Preview and Review: If I had a monkey I wouldn’t need a tv, Robert Clark and Laura Mansfield
Exhibition Preview: Laura White, Manchester
Robert Clark
The Guardian, Saturday 6th December, 2008
Delightfully titled If I Had A Monkey I Wouldn’t Need A TV, you never know quite where you are with this exhibition of Laura White’s mixed-up, mixed-media sculptures; her work is simply yet skilfully disorientating. While any sculpture worthy of the name ought to be formally tactile, few are as viscerally tactile as White’s. In a one-woman campaign to counter the desensitising effects of mass-mediated culture, she shoves your senses into the changing shapes of the world.
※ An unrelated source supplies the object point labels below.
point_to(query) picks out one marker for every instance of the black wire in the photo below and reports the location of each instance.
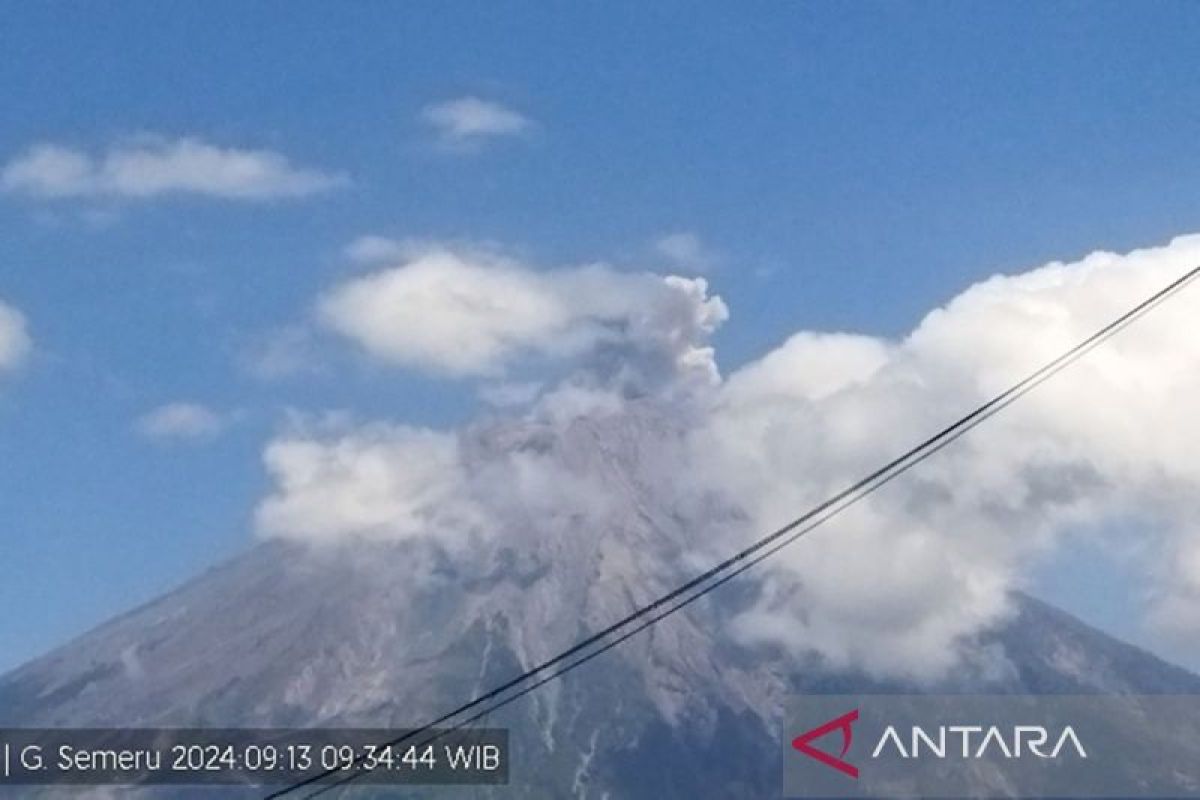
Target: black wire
(816, 516)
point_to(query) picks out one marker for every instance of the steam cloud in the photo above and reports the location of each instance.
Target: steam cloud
(898, 585)
(15, 342)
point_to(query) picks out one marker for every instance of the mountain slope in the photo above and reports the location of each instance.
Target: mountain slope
(391, 633)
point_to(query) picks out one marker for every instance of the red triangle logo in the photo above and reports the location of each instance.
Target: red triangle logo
(803, 743)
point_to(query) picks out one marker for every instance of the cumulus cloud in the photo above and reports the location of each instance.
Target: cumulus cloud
(149, 166)
(371, 248)
(474, 313)
(901, 584)
(181, 422)
(15, 341)
(377, 481)
(685, 251)
(471, 120)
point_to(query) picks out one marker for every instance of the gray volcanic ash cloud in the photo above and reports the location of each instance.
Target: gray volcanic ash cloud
(901, 584)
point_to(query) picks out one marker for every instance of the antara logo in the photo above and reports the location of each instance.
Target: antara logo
(843, 723)
(966, 740)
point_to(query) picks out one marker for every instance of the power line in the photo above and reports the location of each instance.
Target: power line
(762, 548)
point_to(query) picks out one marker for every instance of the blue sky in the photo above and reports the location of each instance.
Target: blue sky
(847, 166)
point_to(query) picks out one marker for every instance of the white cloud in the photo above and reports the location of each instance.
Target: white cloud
(180, 422)
(376, 481)
(281, 353)
(149, 167)
(899, 585)
(685, 251)
(373, 250)
(471, 120)
(15, 341)
(462, 313)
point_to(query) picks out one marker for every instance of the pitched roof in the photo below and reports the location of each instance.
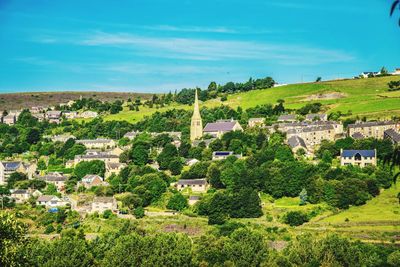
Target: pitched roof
(363, 153)
(313, 116)
(357, 135)
(296, 141)
(220, 126)
(11, 166)
(392, 134)
(20, 191)
(222, 153)
(192, 182)
(371, 123)
(46, 198)
(89, 178)
(104, 199)
(287, 117)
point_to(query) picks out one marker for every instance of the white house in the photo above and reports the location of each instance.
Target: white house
(50, 201)
(361, 158)
(101, 204)
(219, 128)
(99, 143)
(197, 185)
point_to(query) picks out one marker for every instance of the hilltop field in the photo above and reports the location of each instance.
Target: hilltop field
(15, 101)
(363, 97)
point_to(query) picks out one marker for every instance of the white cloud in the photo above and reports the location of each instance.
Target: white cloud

Rural and urban themes collide, animal life is projected on to piled-up messes of manufactured junk, and scrapbook cut-outs are glued on to suspensions and precipitations of skip pickings.
Castlefield Gallery, to Jan 25
guardian.co.uk © Guardian News and Media Limited 2010
Exhibition Review: Laura White
If I had a monkey I wouldn’t need a tv
Laura Mansfield
ARTARTART. Issue4. JAN 2009
Laura White’s solo exhibition, If I had a monkey I wouldn’t need a TV, transforms Castlefield Gallery into an eclectic installation of familiar household items, from colourful drinking straws and clothes pegs to scrunched, pasted and manipulated magazine images. Looking closer at the arranged mass, animal heads, tails and reptiles lurch forward from the seeming chaos.
White’s work explores the relationship between the image and the object. She has previously projected film and video footage onto constructions built in the gallery space enhancing the physicality of the image and aligning it with the three-dimensionality of the constructed forms. In the Castlefield exhibition she plays with the form of the image itself, pulling and twisting the printed image into something tactile, sculptural and freestanding. The resulting work holds a curious tension where the printed image is pulled out into an object, yet momentarily its three-dimensionality sinks back into the flatness of the picture plain.
Using images sourced from the magazines and newspapers (abundant within our everyday lives) White creates freestanding sculptures. Flashes of imagery and colour are moulded together in towering piles of paper. The forms remind one of the messy colours of newsagent shops and the plethora of magazines on display – the colours, headlines, and patterns that engulf our everyday.
White’s use of commercial images grounds her sculptures in a contemporary timeframe. With shifts in magazine printing, trends for colour tones and image designs, her work can age quickly. The images, thus, date and the colours become retro. In a conversation with Lisa Le Feuvre, documented to accompany the exhibition, Laura remarks that her work is: “ Totally about now, responding to a certain time and place. I want to respond to the way we think about the world now. Being in a city is all about this; it makes you more aware of the present.“
She explores how it seems our view of the world is constructed by the images that surround us in our everyday actions. Images that, in turn, create a sense of identity to the present moment, narrating and suggesting the pleasure and lifestyles we lead.
Further built into White’s entanglement of images are those cheap household products that first catch ones eye; neon drinking straws, plastic clothes pegs, a wicker chair, an orange bath mat, and an array of coloured cottons. This again draws upon the paraphernalia of our everyday, suggesting something about the disposable mass of items we consume.
Within her piles of screwed up paper and cheap plastic goods White pulls out the tactile and organic forms of horses heads, snakes and zebras; the man- made mess of the present combusts in a profusion of natural forms. White creates a three-dimensional entanglement of forms from the scraps, fragments and excessive images of our contemporary moment.
The exhibition envelops one in piles of paper and discarded goods, carefully arranged. Objects rest within the present and seek to modify the commercial mass of imagery into something organic, pointing to forms of animal life, albeit animal life glossed over and glamorised in high-resolution colour prints.